# USB device does not wake up after sleep



## G9A9O9 (Jan 21, 2010)

HI

I wonder if anyone can solve this one:

I have several *USB sound adaptors*, which cost just a few dollars on eBay, and plug into your USB port to provide additional sound out paths on a Mac.

These devices are tiny USB plugs that actually contain a digital-to-analogue sound card converter, and have a microphone jack (3.5 mm) for audio input, and a headphone jack for audio output. Even the USB sound adaptors that are designed for PC work fine on the Mac, and without any driver. And as I say, you can pick them up for just a few dollars.

I find these USB sound adaptors useful. I have three of them, and I can connect various pieces of audio equipment to each of these USB sound adaptors (such as my headphones, my hi-fi, my multimedia speakers, etc), and then conveniently switch the Mac's Sound Out to the required USB sound adaptor, just using the Sound Control panel. 

This means that I don't have to start plugging my headphones, hi-fi, and multimedia speakers in and out when I want to use them: I just change the desired output via the Mac sSound Control panel  (or even more conveniently, via the freeware "SoundSource" menubar sounds source changer).

This all works very well.

However, quite often when my MiniMac wakes up from sleep, one or more of my plugged in USB sound adaptors will become effectively unmounted, and no longer responds. Of course, pulling the USB device out and plugging it back in again fixes the problem, but I would like to know why they do not wake up from sleep, and become inactive or unmounted. I also have a USB hard drive plugged in, and this has no problems with waking up after sleep.

One solution is perhaps finding some software, or an Applescript, that remounts all USB devices after my machine wakes up from sleep. Does anyone know of such a utility?

But I will be grateful for any other suggestion as to why this is happening, and on how to fix the problem.

Many thanks for your assistance with this.


----------



## MisterMe (Jan 21, 2010)

You have a simple problem. It is not necessary to tell your life's story to explain it. Short stories are sweet stories and are more likely to be read to completion and to elicit a helpful response.

That said, I presume that your adapters are bus-powered. That is, they draw a finite amount of power from the USB ports. My guess is that the Mac shuts down the USB ports and thus unmount devices that draw power like your adapters. I also guess that your adapters have no way to remount themselves when your Mac reawakens.

These are my best guesses about the cause of your problem. The fix? Well, if I am correct, then there is no fix beyond what you are already doing.

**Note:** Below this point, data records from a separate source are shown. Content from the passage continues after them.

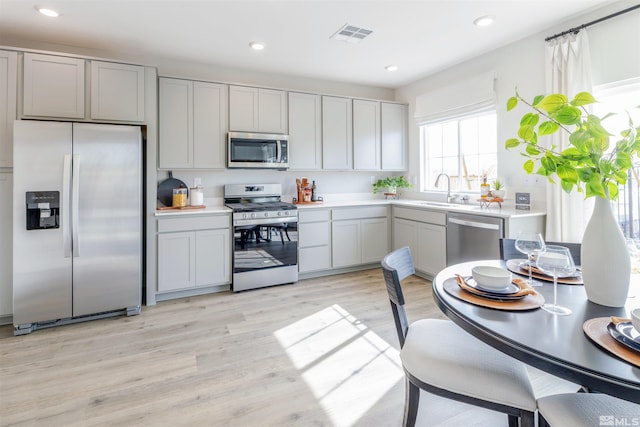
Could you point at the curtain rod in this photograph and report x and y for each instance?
(577, 29)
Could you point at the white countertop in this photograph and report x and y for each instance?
(473, 209)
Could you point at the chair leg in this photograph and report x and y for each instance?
(411, 400)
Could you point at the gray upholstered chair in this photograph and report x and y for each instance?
(585, 409)
(441, 358)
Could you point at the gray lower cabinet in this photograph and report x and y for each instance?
(314, 240)
(193, 252)
(425, 233)
(359, 235)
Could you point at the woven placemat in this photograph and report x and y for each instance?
(513, 265)
(530, 302)
(596, 330)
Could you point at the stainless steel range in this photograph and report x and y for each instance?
(265, 234)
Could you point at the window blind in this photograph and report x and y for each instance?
(465, 97)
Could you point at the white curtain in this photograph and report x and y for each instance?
(568, 71)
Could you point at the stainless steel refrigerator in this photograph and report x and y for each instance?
(77, 222)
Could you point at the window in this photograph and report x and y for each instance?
(464, 148)
(620, 98)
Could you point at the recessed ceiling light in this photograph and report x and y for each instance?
(47, 12)
(484, 21)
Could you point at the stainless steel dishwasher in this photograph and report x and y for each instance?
(473, 237)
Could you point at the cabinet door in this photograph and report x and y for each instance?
(213, 263)
(432, 248)
(243, 108)
(53, 86)
(394, 136)
(175, 134)
(346, 247)
(316, 258)
(366, 134)
(8, 91)
(305, 131)
(272, 111)
(337, 137)
(313, 234)
(117, 91)
(375, 239)
(176, 261)
(209, 125)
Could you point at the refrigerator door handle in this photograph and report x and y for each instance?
(66, 182)
(75, 196)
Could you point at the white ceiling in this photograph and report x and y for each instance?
(421, 37)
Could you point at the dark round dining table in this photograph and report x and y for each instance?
(555, 344)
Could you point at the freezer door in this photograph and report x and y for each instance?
(107, 216)
(41, 271)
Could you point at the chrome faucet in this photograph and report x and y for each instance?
(448, 185)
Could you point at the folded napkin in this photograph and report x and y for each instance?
(525, 289)
(616, 320)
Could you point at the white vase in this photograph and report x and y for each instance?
(606, 265)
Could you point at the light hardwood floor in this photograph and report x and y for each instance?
(322, 352)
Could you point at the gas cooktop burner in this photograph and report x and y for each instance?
(261, 206)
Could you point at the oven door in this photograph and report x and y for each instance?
(251, 150)
(265, 255)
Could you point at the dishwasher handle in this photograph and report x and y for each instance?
(474, 224)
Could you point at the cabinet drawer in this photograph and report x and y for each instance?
(315, 215)
(359, 212)
(431, 217)
(200, 223)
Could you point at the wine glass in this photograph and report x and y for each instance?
(555, 261)
(529, 242)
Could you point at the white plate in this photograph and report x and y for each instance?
(511, 289)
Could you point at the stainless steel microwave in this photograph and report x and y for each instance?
(257, 150)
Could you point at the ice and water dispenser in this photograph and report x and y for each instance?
(43, 209)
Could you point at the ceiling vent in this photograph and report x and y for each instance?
(351, 34)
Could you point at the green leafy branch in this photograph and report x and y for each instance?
(588, 162)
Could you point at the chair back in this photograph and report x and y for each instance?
(508, 250)
(396, 266)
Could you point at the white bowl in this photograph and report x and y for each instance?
(491, 277)
(635, 319)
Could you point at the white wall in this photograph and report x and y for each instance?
(615, 51)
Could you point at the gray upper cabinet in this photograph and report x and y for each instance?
(337, 133)
(254, 109)
(8, 92)
(117, 92)
(394, 136)
(53, 86)
(193, 117)
(366, 135)
(305, 131)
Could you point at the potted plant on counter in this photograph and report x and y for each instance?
(498, 189)
(392, 184)
(591, 165)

Remove and then reinsert each adapter after sleep.


----------



## ElDiabloConCaca (Jan 21, 2010)

What happens if you connect said audio devices through a powered USB hub?  It stands to reason that if the hub can correctly "wake from sleep," then the devices attached to said hub may also be able to correctly wake from a computer sleep state.


----------



## G9A9O9 (Jan 21, 2010)

That is a very good idea, eldiabloconcaca.

Perhaps it is just the loss of USB power that (presumably) occurs during sleep that is the cause of all the problems.

I will see if I can get a power supply form my USB hub; it does have a power in socket.

Thanks.


----------



## G9A9O9 (Jan 21, 2010)

Hi MisterMe: Apologies for the rambling story.

What I wrote was a bit of a mixture of a technical query; and a write-up, detailing to others this cheap way of getting extra audio in/out ports for the Mac. But I guess those details do not really belong in the tech support area.


----------



## ElDiabloConCaca (Jan 21, 2010)

Gotta agree, it was a bit rambling, but TOO MUCH information is always better than TOO LITTLE information.  Too little information doesn't get us anywhere, but too much doesn't hinder anything (other than getting to the point).

Let us know what the results of your testing are!


----------



## G9A9O9 (Feb 16, 2010)

No, it did not work: providing USB power continuously while the Mac sleeps did not solve the problem: the USB sound cards still remain "unmounted" after sleep, and I have to unplug them and re-insert to get them back. (Not all the time though, sometimes after sleep they do mount OK; I am not sure why this just happens sometimes).

Does anyone know if there is a simple software utility, or and Applescript, that can remount USB devices? Disk Utility can re-mount, but it only picks up hard drives and other storage media.


----------